An ill-prepared world has weathered similar other epidemics by taking emergency measures and refusing to learn lessons after overcoming them somehow. Swine flu, bird flu and Severely Acute Respiratory Syndrome (SARS) have all failed to teach governments some hard lessons. 

COVID-19 is believed to be more contagious (an infected person can spread the disease to 3-4 persons) than SARS, but with lower mortality rate. In 2003, SARS affected 26 countries and resulted in 8,000 cases. Since then, according to the World Health Organisation, a small number of cases have occurred as a result of laboratory accidents or, most probably, through animal-to-human transmission.

COVID-19, with no cure developed thus far, poses a real threat to Homo sapiens, especially to those living in countries with dysfunctional or non-functional health systems. Hopefully, this ‘flu’ will also go away with the rise in temperatures. 

But one thing is for sure: This epidemic will not vanish into the thin air without making some impact on the global economy as it is hitting at the very core of the driver of global economic growth, in times of what appears to be an unfolding global recession, caused, among other factors, by a trade war between the United States and China. Amid the epidemic, the demand for copper has reached a four-month low point. Brent crude prices too have gone down: As of this writing, the prices had plummeted to $53.11/barrel, the lowest price in six weeks. 
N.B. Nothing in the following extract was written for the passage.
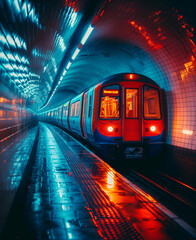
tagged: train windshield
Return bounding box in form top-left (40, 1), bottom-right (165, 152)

Apparently, banks from China and other parts of the world cannot be immune from the impact of this epidemic.

Stay prepared 
For ill-prepared Nepal, COVID-19 has come as a shocker with its ambitious Visit Nepal Year 2020 campaign receiving a blow. Media reports point that the number of Chinese tourist arrivals has drastically declined and this will surely have a deep impact not only on the tourism sector, but on the economy as a whole. 

With open borders and a dysfunctional public health system, Nepal is quite susceptible to epidemics. We can of course keep dreaming later on about ‘benefiting’ from the prosperity of the two global economic and population giants, which happen to be our neighbors, and make some credible plans for the same as there’s no dearth of excellent planners in this land of the free and the home of the brave. But for now, focus should be on making every effort to curb the unchecked inflow of people into this country through open borders by putting efficient security and health screening systems in place. This move, yours truly believes, will surely go a long way in making Nepal prosperous and the Nepalis one of the happiest lots on planet earth.